Web Development Extensions and APIs added to Google Chrome

By HTMLGoodies Staff

The Google Chrome web browser's stable release was recently announced. Developers are excited as this release brings with it extensions and APIs that were previously only available to Google's beta channel testers.

New extensions include a feed reader, a "share by email" function, and "Mappy", which will bring up a map for the first listed address on any given web page. Web developers will be interested in the new HTML and JavaScript APIs that come with this new release of Chrome.
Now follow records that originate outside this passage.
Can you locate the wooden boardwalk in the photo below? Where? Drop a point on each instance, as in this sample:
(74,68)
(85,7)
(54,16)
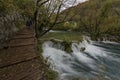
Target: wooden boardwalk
(19,60)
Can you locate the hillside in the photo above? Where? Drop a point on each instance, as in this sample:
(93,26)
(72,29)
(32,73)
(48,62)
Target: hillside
(97,18)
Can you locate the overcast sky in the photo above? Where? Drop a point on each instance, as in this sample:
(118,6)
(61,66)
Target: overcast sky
(69,3)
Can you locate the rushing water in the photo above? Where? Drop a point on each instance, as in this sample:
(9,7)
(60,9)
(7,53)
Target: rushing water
(98,59)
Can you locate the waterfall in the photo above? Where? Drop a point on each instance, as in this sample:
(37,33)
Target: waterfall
(85,64)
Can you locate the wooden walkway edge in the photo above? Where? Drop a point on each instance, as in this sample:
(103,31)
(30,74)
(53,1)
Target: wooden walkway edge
(20,61)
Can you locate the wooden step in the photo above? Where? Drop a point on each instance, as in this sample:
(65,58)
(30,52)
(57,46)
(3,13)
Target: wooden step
(17,54)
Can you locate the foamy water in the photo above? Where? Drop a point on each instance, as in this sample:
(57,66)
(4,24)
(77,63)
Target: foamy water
(85,64)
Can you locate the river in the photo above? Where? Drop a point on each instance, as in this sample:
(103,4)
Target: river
(100,59)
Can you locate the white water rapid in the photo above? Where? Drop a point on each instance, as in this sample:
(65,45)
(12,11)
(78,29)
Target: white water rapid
(98,58)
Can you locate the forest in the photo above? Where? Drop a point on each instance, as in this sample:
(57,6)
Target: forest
(59,39)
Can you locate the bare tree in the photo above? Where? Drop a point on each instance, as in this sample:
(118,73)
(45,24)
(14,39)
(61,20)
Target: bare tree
(47,15)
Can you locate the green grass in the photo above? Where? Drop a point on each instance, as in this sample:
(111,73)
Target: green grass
(65,36)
Ian Fette, product manager for Chrome, stated in his blog that "we now support the Web SQL Database API, which allows you to store data in a structured manner on the user's computer. If you're looking for a simpler client-side storage mechanism for relatively small amounts of data, check out the localStorage portion of the Web Storage API. We're already working on making these new APIs more useful and you should see a couple of improvements on the developer channel soon. In particular, we're working on Application Cache which gives you the ability to serve HTML and JavaScript that references content in the Web SQL Database. SessionStorage, the little brother of localStorage, is coming soon as well."

A basic tutorial on how to add extensions to Chrome can be found on the Google Chrome Extensions page, complete with source code. Google has also created a Chromium HTML5 group for web developers interested in exploring the possibilities of this new release.

Additional APIs for developers include a notification API (Windows version only) which enables developers to build event reminders or status updates into their web applications, with the updates showing up in the status bar of the web browser.

For end users, Chrome's bookmark sync function is now stable, which enables users to synchronise bookmarks with the bookmarks from other computers, and the speed of the browser itself has increased by 400% since the initial stable release of 2009.

A Frequently Asked Questions (FAQ) page for Chrome-centric web developers can be found at the Google Chrome FAQ page.